When the phone is unlocked, notifications can be displayed by sliding a finger down from the top of the screen. Rather than showing the data in a slide-down panel, as was the case in previous versions of Android, a series of cards flow over the top of your current view, which can be seen behind the cards at all times. This “flowing” cascade of cards is set to be one of Android L’s most striking visual changes. As before though, the slide-down notifications panel has two stages: your finger swipe shows notifications, while a second swipe pulls down the quick settings menu.
While Google is giving notifications a face-lift, it’s also making them less obtrusive.
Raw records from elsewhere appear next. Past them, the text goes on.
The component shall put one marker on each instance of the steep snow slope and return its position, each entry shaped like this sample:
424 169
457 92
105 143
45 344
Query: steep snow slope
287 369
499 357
If your phone is unlocked and you’re involved in another activity, such as browsing emails or playing a game, the call details appear at the top of the display. You can accept or reject the call without having to pause what you’re currently doing. Another welcome addition is the Do Not Disturb function, which you can quickly enable to stop you being bugged by your phone.
However, Lock-screen widgets have been removed entirely, so if you’re a fan of browsing your emails without unlocking your phone, then you might be disappointed.
Lollipop is Pretty Good & Tasty
From its list of features, Lollipop sounds tasty, and Android 5.0 is certainly a step in the right direction. Its interface is bright and inviting and the newly added secondary features like “People” app and a new Dialer application should help make stock Android even more consumer friendly. You also have top-level access to Google+ and Google Now, so there’s no excuse not to take advantage of Google’s most hottest features.
A lot of popular phones will get upgraded to Lollipop in the next couple months, though Google has recently launched Nexus 6, Nexus 9 and Nexus Player, all powered by Lollipop. Hopefully by the time Lollipop makes its way to your device, Google will have tied up some the loose ends—adopting the new design in all of its core apps and consolidating the myriad of new settings. Or, it can continue to torture us like it did with Kitkat by making only incremental changes to the entire Android package with each release, spacing out core app updates by months.